In the case of men, we are very good at becoming confederates in each other’s drinking behavior by creating reasons to drink with friends for sports, meetings, academic achievements or just a way to get away from daily stresses. The reality is that there are a lot of people out there who drink more than others, who must be the last person standing or the one who always initiates drinking the drinking or drugging. But how do most men approach those behaviors in other men? I have seen this approached in a few ways. First is the ‘blowing it off’ approach. This is the approach that says, “He will work through it” or “He will grow out of it soon enough.” Second is the ignorance approach — that there isn’t a problem at all. Third is the recognition there is a problem but that this problem can be easily explained by the fact that, “He is an adult, and has made a choice.” The fourth and most helpful approach is the hardest approach, that of recognising that there is a problem and having the difficult conversation with our friends to tell them that maybe they are drinking or using too much.
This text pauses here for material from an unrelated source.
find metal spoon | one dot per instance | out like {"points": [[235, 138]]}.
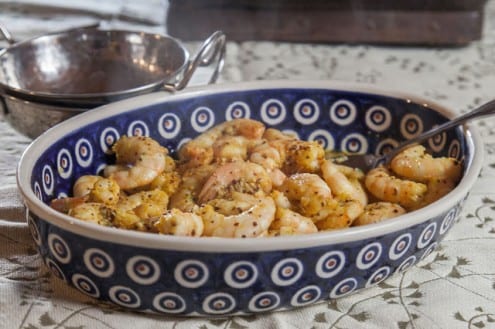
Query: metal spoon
{"points": [[367, 162]]}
With this comes a personal responsibility though, which means that we must either disengage from our friend with an addiction, or change our drinking behavior when he is around. My feeling is that a friend who recognizes the problem in a friend but keeps partying with him is part of the way addiction is perpetuated. The individual with the problem gets some kind of passive positive feedback from being ‘allowed’ to drink around friends and as a result the perception of the problem is minimised. What occurs is a perpetual Catch-22esque loop: If friends and acquaintances think that the problem will just go away, or avoid talking about the problem, the individual with the problem will start to believe that there isn’t a problem and continue drinking.
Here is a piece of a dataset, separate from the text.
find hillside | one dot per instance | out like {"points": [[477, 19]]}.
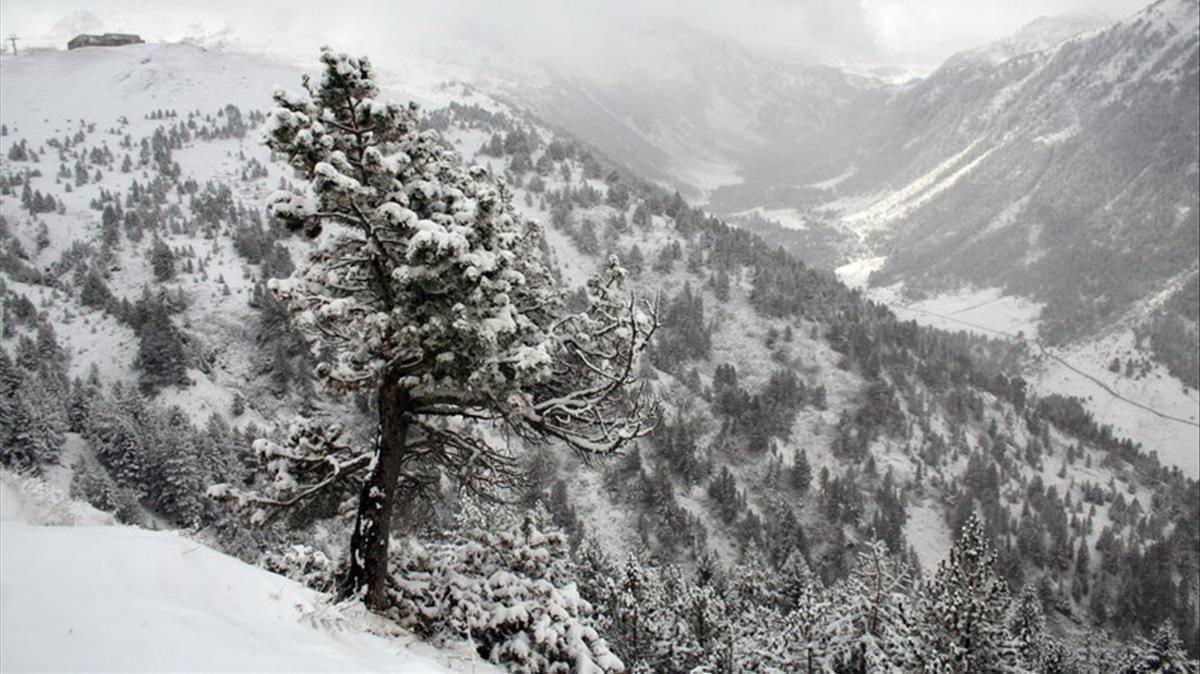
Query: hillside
{"points": [[142, 355], [1056, 167], [82, 594]]}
This article is not about justifying the “I have an illness” stance (or more correctly “I have a dysfunction in my brain in the reward circuitry”) and allowing the sufferer to ‘get away’ from their responsibility of their drug use. It is also not about blaming friends and family, and telling them they need to change first. The reality is that for a person suffering from an addiction there are several issues occurring all at once on the psychological, biological and social spectrums and these act together in a manner which makes the decision to stop very unappealing. In some cases, the executive function of the brain is impaired to the extent that the concept of change doesn’t even enter the equation. As a psychologist working with these issues I have seen friends and families of addicts whose ignorance of what addiction is actually helps creates an environment where the addict uses more because they feel cut off and isolated. But the important thing to remember is that for the person who is truly addicted, the concept of choice is a distant one.
There is a strange irony in the belief that addicts have a choice and yet the option that we justify, — the option of drinking and using — is a choice which impairs the ability to rationally think about consequences and outcomes.